And it’s an issue that isn’t likely to go away anytime soon for the Republican Party.
Both Obama and Romney are keenly aware of the power of Latino voters to determine the election’s outcome in the battleground states of Colorado, Nevada and Florida among others.
Obama enjoys a 50-percentage-point gap over Romney among likely Latino voters, leading 72 percent to 22 percent, according to a survey last month by the Pew Research Center for the People & the Press.
The GOP’s hard-line stance on immigration has played prominently in Obama’s huge advantage among the nation’s largest and fastest-growing minority. The fact that people of color will soon be the majority in the country means that Republicans had best act quickly to assuage Latino concerns.
Obama announced on Monday that he would visit the California home of civil rights icon Cesar Chavez at a ceremony next week to designate it as a national monument. Romney announced that he would honor Obama’s order blocking the deportation of hundreds of thousands of young illegal immigrants.
Since 1994, the number of Latinos registered to vote nationwide has doubled to 11 million, according to a new Pew Hispanic Center report. They could be the difference in several key swing states.
But statistics also show that Latinos are far less likely to turn out than other groups. Four years ago, 50 percent of the nation’s Latinos who were eligible actually voted in that presidential election, compared to 65 percent of African Americans and 66 percent of whites, according to the Pew report.
That means the onus will be on the Obama camp to inspire the Latino voters to get to the polls.
On a visit to Las Vegas on Sunday, Obama held a rally on the city’s heavily Latino east side. Over and over, he urged the 11,000 cheering supporters to be sure to cast their ballots. The event, featuring the Mexican rock group Mana, was part of his campaign’s push to sign up thousands of new voters before Saturday’s registration deadline in Nevada.
Obama used the occasion to remind Nevadans of the order that he signed in June that stopped the deportation of many young immigrants who were brought to the United States as children by parents who were illegally in the country.
“You’re the reason why a young immigrant who grew up here and went to school here, and pledged allegiance to our flag, will no longer be deported from the only country she’s ever called home,” Obama told the crowd.
Obama’s immigration order sparked a rise in enthusiasm for him among Latino supporters, although it still falls short of what it was four years ago, polls show.
After months of dodging the issue, Romney tried to stop the hemorrhaging with Latinos.
“The people who have received the special visa that the president has put in place, which is a two-year visa, should expect that the visa would continue to be valid,” Romney told the Denver Post in an interview Monday on his campaign bus in Colorado.

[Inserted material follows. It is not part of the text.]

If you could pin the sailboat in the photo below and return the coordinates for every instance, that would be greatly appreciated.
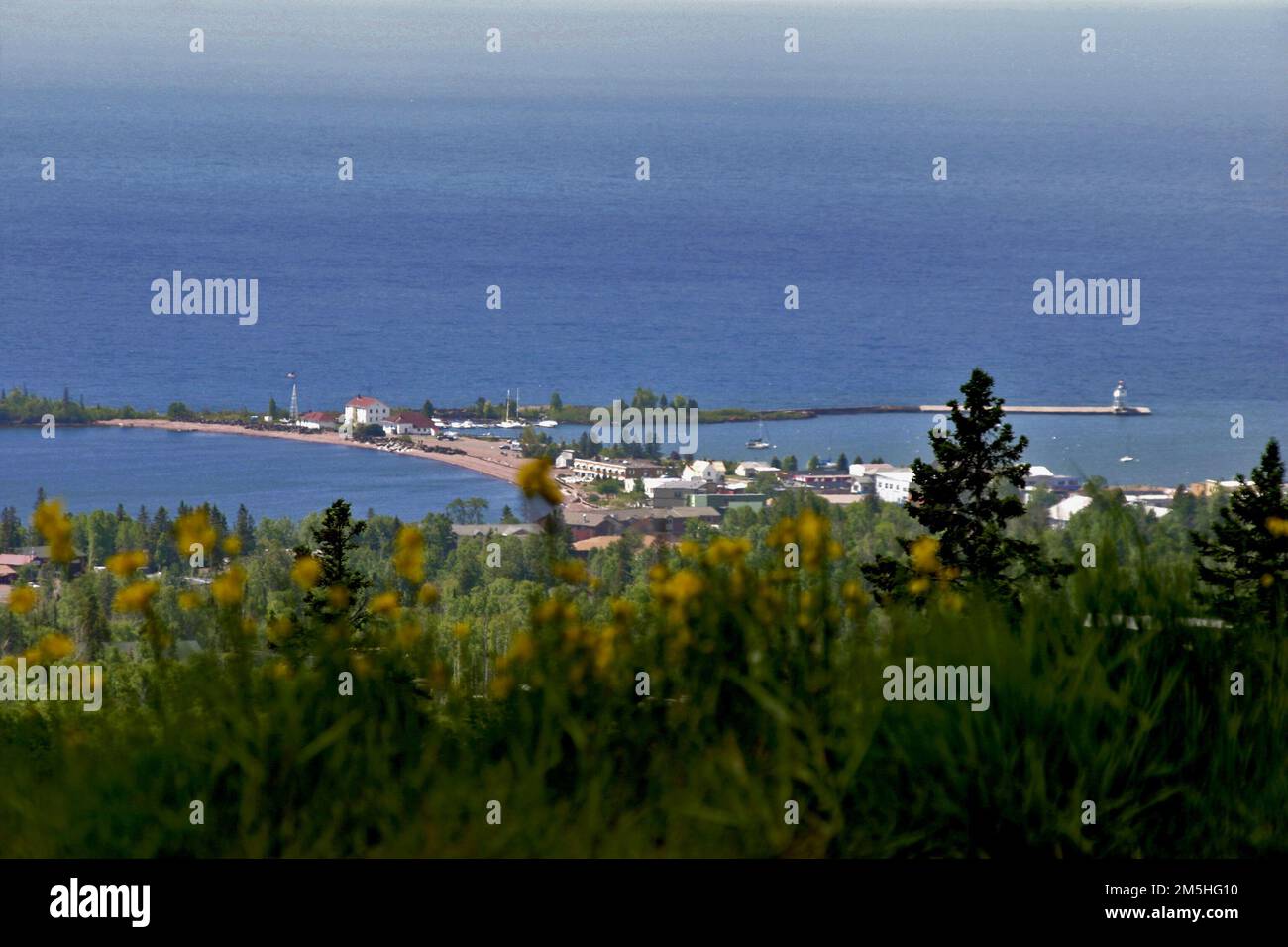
(507, 423)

Under the terms of the Deferred Action for Childhood Arrivals program, illegals can pay a $465 fee to receive a reprieve from deportation, but not a visa.
Romney’s comments marked a major shift from his positioning during the primaries, when he staked ground on immigration to the right of Rick Perry, Newt Gingrich and other rivals. Romney then opposed efforts to legalize the status of anyone brought to the United States as a child by parents who were illegal immigrants, with the sole exception of those who served in the U.S. military. At a debate in January, he called for “self-deportation,” saying the undocumented should return home and “apply for legal residency in the United States — get in line with everybody else.”
Until Monday, Romney had refused to say whether he would halt Obama’s program for younger immigrants, calling instead for an undefined “permanent solution” to be worked out with Congress and criticizing the president for failing to reach one.